A new study reveals that some asthmatic patients still do not receive prescriptions for the inhalers that experts have been recommending since the national guidelines were issued more than 10 years ago.

The study, conducted by Dr. Rajesh Balkrishnanand colleagues from Ohio State University, analyzed data from more than 800 million asthma-related doctor visits between 1998 and 2004 from the National Ambulatory Medical Care Survey.

According to the researchers, the prescribing practices based on expert recommendations improved between 1998 and 2002 but began to decline after 2003. Treatment disparities were also evident based on age and race. The elderly and minorities were less likely prescribed the long-acting controller medications.

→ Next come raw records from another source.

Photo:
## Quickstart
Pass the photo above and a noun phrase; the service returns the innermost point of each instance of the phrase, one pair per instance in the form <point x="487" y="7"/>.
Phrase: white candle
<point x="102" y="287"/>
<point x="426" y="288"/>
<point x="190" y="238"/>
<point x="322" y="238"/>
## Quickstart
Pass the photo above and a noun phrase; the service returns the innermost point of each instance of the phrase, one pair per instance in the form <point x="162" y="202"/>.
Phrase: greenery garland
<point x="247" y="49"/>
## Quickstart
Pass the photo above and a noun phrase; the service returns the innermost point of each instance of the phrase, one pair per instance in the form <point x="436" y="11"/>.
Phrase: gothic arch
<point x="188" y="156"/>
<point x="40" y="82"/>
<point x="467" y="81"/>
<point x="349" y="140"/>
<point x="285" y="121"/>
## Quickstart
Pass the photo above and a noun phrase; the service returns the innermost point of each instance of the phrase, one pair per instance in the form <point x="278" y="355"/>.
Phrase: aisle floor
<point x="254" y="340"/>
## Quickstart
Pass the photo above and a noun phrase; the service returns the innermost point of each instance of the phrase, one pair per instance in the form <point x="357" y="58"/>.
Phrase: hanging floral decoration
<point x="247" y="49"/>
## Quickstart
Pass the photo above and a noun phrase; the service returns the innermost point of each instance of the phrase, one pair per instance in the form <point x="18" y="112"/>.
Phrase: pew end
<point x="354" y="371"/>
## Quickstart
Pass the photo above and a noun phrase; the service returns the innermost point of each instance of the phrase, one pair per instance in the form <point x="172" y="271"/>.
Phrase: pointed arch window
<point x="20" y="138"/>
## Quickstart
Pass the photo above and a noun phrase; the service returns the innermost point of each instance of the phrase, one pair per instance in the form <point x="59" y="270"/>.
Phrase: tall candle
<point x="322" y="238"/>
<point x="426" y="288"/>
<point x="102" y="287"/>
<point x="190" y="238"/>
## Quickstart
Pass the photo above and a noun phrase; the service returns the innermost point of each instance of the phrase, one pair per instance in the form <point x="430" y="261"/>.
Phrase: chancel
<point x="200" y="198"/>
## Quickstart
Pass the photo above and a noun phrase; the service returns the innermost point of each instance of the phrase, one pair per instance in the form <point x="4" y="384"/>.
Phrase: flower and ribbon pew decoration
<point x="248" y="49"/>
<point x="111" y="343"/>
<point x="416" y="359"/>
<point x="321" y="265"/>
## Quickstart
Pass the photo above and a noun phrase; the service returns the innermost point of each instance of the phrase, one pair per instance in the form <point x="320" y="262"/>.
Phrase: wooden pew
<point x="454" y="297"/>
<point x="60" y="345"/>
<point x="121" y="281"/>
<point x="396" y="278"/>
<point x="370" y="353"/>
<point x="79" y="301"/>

"Patients also were still being prescribed short-term symptom relief medications that are so outdated, they hardly even deserve to be prescribed anymore," Balkrishnan said. "The guidelines stress that patients who are asthmatic need to be on some type of controller medications. Just using symptomatic relief medications is not enough."

Current estimates say asthma affects about 22 million Americans. For all age groups, inhaled corticosteroids are considered the most effective long-term asthma control. Reliever medications that should be used for only acute symptoms include short-acting beta-agonists, anticholinergic agents, and systemic corticosteroids.

The research was featured in the latest issue of the journal Annals of Allergy, Asthma and Immunology.